Si ces deux individus créent cette caisse commune c’est parce qu’ils sont averses au risque, parce qu’ils préfèrent perdre 500 de manière certaine (payer une prime d’assurance) plutôt que d’avoir une chance sur deux de perdre le double. C’est le principe de base de tous les systèmes d’assurance : l’absence d’incertitude a une valeur, un prix que nous sommes prêts à payer pour vivre dans un environnement certain.

Si nos deux individus créent cette caisse commune, c’est parce qu’ils estiment l’un et l’autre que le fait d’être couvert a une valeur k, sachant que k est strictement supérieur à zéro et strictement inférieur au montant de la prime (ici 500).

Par hypothèse, nous allons admettre (i) que chacun des deux sociétaires a la possibilité de tricher en prenant l’argent de la caisse sans motif valable — auquel cas, ils perdent tous les deux le bénéfice de k — et (ii) que, pour une raison ou une autre, ils ne peuvent pas communiquer entre eux.

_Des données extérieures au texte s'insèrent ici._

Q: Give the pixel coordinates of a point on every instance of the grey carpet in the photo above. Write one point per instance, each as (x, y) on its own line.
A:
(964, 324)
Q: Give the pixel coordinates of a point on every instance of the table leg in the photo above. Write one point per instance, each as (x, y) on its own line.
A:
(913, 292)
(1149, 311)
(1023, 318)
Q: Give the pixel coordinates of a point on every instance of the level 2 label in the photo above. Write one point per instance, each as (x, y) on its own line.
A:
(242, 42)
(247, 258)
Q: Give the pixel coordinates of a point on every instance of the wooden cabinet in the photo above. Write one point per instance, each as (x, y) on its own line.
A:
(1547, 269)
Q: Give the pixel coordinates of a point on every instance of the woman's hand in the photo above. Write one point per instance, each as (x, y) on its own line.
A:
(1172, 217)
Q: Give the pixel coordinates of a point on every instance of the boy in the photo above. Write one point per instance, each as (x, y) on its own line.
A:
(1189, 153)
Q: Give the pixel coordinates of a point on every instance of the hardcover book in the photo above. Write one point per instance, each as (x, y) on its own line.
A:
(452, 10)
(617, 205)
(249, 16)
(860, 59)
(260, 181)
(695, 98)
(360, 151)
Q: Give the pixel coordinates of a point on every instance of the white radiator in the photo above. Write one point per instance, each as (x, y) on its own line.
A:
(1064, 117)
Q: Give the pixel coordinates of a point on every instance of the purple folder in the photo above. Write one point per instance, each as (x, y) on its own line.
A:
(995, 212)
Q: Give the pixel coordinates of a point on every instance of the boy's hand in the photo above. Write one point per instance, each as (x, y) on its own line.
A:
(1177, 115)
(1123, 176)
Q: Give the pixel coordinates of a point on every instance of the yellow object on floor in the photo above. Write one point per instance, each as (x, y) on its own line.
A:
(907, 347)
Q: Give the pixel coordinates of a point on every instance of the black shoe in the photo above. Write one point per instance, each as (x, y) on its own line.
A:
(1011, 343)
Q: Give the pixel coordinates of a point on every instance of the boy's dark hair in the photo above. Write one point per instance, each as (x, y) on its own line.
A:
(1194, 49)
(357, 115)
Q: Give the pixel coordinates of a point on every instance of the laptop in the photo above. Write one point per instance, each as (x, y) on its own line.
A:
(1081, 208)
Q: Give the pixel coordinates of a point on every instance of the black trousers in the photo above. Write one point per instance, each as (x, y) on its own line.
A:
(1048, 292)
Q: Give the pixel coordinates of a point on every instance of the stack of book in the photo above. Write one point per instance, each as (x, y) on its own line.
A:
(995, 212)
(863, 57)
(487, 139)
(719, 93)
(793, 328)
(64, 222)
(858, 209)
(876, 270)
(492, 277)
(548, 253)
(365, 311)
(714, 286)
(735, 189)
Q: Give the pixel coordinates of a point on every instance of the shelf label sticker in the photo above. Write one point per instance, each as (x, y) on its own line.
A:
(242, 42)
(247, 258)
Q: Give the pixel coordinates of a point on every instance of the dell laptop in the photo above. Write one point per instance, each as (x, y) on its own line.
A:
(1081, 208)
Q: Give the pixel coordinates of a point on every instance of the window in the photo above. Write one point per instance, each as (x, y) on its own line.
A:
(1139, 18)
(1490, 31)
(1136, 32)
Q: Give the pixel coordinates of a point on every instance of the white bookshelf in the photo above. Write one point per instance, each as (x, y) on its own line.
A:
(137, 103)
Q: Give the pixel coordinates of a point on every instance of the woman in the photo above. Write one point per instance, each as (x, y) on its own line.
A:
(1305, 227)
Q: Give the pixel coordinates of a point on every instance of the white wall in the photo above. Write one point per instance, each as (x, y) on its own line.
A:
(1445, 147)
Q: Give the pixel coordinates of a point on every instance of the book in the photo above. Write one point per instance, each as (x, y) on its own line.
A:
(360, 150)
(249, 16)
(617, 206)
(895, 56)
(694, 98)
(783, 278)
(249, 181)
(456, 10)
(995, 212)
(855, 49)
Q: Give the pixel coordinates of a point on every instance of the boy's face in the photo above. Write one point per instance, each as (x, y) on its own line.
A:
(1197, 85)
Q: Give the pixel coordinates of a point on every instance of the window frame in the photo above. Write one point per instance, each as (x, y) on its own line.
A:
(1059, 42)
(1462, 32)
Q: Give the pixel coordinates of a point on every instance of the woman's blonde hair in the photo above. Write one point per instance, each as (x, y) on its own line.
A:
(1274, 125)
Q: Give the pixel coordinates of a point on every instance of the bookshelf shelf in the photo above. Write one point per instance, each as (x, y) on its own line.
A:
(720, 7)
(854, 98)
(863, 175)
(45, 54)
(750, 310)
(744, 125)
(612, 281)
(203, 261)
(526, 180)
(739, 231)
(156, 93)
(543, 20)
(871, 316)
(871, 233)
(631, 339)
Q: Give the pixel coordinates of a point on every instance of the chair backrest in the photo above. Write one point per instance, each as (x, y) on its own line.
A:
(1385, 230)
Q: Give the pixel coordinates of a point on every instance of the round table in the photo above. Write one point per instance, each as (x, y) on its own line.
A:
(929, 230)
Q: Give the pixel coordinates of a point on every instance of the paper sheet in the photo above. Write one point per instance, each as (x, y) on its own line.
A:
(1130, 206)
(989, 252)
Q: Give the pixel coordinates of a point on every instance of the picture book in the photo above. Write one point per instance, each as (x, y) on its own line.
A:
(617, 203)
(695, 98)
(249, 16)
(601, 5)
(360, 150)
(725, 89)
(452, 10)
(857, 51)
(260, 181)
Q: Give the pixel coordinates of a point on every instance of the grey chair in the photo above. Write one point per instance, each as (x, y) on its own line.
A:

Quatre cas peuvent se présenter :
(i) Les deux joueurs coopèrent : ils gagnent k chacun — c’est notre optimum de Pareto ;
(ii) Les deux joueurs trichent : ils ne gagnent rien (i.e. chacun récupère sa prime et ils perdent le bénéfice de k) ;
(iii) & (iv) Un seul joueur trahit : il gagne $500 tandis que l’autre en perd autant et ils perdent tous les deux le bénéfice de la protection.

En théorie des jeux, on appelle ça un dilemme du prisonnier. Énoncé en 1950 par Albert W. Tucker, c’est une situation dans laquelle, en l’absence de communication entre eux, deux individus qui auraient intérêt à coopérer vont vraisemblablement choisir de se trahir mutuellement. En l’occurrence, si les deux sociétaires ne communiquent pas entre eux parce que, par exemple, ils ne se connaissent pas, il est très vraisemblable qu’il vont tous les deux essayer de tricher (ii).

En revanche, si nos deux sociétaires se connaissent et communiquent entre eux, il est très probable qu’ils vont parvenir à résoudre le dilemme en socialisant — le simple fait d’être considéré comme un traître par quelqu’un que vous croisez tous les jours peut suffire à vous dissuader de tricher. De la même manière, Robert Axelrod a démontré qu’en itérant le jeu et à supposer que chaque joueur garde en mémoire le comportement des autres joueurs lors des parties précédentes, ce sont les stratégies coopératives1 qui s’avèrent les plus rentables.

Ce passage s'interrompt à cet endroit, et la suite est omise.